Mr. Puryear once said of Minimalism, “I looked at it, I tasted it, and I spat it out.” But he has taken a lot from it, and used it better and more variously than many of his contemporaries.
While rejecting Minimalism’s ideal of being completely nonreferential, he said yes to its wholeness, stasis and hollowness, to sculpture as an optical, imagistic presence that nonetheless can’t be known completely without walking around it. Above all he applied the Minimalist embrace of new materials in a retroactive manner: using wood in so many different ways that it feels like a new material, both physically and poetically.
Mr. Puryear’s treatments of wood verge on the encyclopedic and give the material an almost animal diversity, creating a kind of rainbow coalition of contrasting skin tones and textures, bone structures, muscle densities and personalities. Surfaces are light or dark, matte or gleaming, smooth or bristling, richly stained or au naturel. Woods are thick, thin and very thin; opaque or transparent; solid or skeletal.
Each piece is to some extent a new start, with its own integrity and references. Topped by a layer of dried mud, the squat bulletlike block of weathered wood that is “For Beckwourth” (1980) conjures up an Indian lodge, a Baule sculpture coated with dried sacrificial material, an early Greek tomb and a nondenominational church dome. (These associations can arise before a label informs us that James Beckwourth, the son of a black mother and a white father, was born into slavery and was eventually made a chief of the Crow Indian nation.)
The elegant 1975-78 wall piece “Some Tales” is a series of lines so spare they might almost be drawn, but are in fact long, thin pieces of wood, abstract yet glowing, with intimations of human use, and somehow sinister too. They bring to mind drumsticks, an oxen yoke, saws, bullwhips, tree branches. One long loop is both a giant hairpin and a rope ready for coiling into who knows what. “Bask” (1976) is a low-lying floor piece in black-stained pine, tapered at both ends, but with a gently swelling center. It suggests a sleeping seal, but also a rolling wave of oil that might kill a seal.
A mysterious seductive blackness, one of Mr. Puryear’s touchstones, dominates in a large rounded monolith from 1978 whose polished, headlike form is tellingly, even ominously titled “Self” — the dark inescapable thing within us all. But this looming form also tilts oddly, a little like the Rock of Gibraltar or a whale’s breaching snout..

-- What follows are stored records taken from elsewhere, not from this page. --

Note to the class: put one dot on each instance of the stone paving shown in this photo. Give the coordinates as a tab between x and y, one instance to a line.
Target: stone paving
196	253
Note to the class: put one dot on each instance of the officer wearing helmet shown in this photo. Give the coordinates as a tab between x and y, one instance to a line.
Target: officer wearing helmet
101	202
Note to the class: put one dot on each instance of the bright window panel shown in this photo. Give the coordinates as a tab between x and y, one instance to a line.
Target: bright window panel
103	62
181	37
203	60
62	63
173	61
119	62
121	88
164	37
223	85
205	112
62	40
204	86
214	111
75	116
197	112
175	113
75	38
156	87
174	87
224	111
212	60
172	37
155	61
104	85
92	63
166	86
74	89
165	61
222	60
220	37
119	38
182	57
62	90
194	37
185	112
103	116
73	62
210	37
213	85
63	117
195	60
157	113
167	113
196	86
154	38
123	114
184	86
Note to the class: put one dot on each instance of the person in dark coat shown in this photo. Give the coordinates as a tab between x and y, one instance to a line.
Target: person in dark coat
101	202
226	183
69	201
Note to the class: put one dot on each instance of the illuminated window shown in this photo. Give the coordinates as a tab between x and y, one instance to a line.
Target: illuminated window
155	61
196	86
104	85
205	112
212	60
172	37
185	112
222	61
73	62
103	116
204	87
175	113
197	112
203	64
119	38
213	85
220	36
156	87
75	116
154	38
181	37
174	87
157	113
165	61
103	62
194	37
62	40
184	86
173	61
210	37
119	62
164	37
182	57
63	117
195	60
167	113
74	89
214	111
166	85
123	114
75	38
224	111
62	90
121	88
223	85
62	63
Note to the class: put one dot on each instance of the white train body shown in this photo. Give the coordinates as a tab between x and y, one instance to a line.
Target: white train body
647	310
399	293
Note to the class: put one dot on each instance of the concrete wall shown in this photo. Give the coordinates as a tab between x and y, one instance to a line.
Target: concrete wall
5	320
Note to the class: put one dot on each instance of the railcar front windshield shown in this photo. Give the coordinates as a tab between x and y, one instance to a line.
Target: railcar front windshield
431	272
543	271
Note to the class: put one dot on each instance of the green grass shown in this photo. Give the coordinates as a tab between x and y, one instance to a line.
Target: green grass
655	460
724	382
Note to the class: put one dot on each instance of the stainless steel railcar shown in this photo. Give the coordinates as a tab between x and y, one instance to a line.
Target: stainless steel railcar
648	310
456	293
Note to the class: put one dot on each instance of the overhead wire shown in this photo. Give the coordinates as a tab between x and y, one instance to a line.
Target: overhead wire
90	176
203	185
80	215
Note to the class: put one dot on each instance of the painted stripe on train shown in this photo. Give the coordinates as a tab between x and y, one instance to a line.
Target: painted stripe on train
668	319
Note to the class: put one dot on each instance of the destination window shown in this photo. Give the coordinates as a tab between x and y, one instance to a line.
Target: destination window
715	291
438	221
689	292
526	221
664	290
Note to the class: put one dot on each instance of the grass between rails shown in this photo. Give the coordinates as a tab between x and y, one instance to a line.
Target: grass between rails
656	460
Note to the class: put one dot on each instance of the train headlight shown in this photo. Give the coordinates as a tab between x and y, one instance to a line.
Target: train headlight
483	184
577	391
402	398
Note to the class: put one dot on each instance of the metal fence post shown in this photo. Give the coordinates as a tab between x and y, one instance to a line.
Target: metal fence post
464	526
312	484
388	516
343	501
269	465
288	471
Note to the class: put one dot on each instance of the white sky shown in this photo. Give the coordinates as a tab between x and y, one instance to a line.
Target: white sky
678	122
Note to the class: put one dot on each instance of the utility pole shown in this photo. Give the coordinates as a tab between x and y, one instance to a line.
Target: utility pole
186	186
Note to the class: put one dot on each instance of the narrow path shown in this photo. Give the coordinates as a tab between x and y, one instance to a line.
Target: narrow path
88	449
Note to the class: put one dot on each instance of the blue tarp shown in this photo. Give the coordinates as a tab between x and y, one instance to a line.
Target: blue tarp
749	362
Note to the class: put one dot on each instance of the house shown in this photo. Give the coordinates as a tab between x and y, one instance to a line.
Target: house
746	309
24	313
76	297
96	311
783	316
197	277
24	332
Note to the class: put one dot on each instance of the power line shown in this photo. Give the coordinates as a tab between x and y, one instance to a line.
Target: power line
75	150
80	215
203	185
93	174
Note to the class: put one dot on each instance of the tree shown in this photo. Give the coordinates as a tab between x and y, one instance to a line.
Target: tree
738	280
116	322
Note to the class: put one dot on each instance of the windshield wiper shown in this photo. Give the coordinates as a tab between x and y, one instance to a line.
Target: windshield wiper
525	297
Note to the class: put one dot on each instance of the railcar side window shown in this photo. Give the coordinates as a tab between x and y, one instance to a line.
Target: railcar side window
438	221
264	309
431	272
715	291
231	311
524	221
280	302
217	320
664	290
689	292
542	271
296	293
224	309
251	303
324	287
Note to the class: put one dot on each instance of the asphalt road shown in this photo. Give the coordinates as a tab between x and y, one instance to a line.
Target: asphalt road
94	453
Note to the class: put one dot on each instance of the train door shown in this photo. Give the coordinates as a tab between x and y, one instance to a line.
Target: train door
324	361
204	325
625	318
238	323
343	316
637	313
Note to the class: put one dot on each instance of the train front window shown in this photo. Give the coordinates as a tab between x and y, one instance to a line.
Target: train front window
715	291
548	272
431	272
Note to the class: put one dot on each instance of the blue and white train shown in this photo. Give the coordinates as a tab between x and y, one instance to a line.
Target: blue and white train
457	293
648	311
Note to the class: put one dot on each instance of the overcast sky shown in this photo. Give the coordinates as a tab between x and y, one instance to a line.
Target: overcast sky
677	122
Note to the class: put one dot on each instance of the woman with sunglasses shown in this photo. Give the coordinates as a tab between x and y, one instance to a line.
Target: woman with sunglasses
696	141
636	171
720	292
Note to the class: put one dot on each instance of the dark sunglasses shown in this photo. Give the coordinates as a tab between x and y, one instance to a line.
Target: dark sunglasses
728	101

The monolith of “Self” is also a Puryear staple. Later on it is streamlined and open like a rib cage in the lustrous “Bower,” and a kind of crazy scribble in “Thicket” — or as close to a scribble as raw two-by-fours can get. In “Old Mole” it culminates in a beak and its densely crisscrossing lath suggests a creature both blind and bandaged. In “Confessional” the monolith expands into a habitable hut made of a semi-transparent patchwork of wire lightly clotted with tar. One side is truncated by a large plane of wood that might be a door or even a face, at which point the hut mutates into a cowled head, that of a priest or perhaps of Death.
The face of “Confessional” becomes explicit in “C.F.A.O.” (completed this year), whose initials stand for Compagnie Française de l’Afrique Occidentale, the French trading company that sailed between Marseille and West Africa beginning in the 19th century. Its most striking form is an enlarged negative impression of a white Fang tribal mask that is embedded in an impenetrable scaffolding of wood dowels. This in turn rests on a worn-out wheelbarrow: European and African forms enmeshed in an intractable post-colonial chaos.
Mr. Puryear’s work is humorous but not ironic. It has a complex worldview devoid of trendy critique. It offers more integrity than innovation and proves repeatedly that accessible doesn’t rule out subtle. Like Elizabeth Murray, who was also the subject of a recent MoMA retrospective, Mr. Puryear has pursued what might be called an old-fashioned approach to the new. But really, both have done nothing more, or less, than ground formalism in the rich world of their own experience and identity. And that is new enough.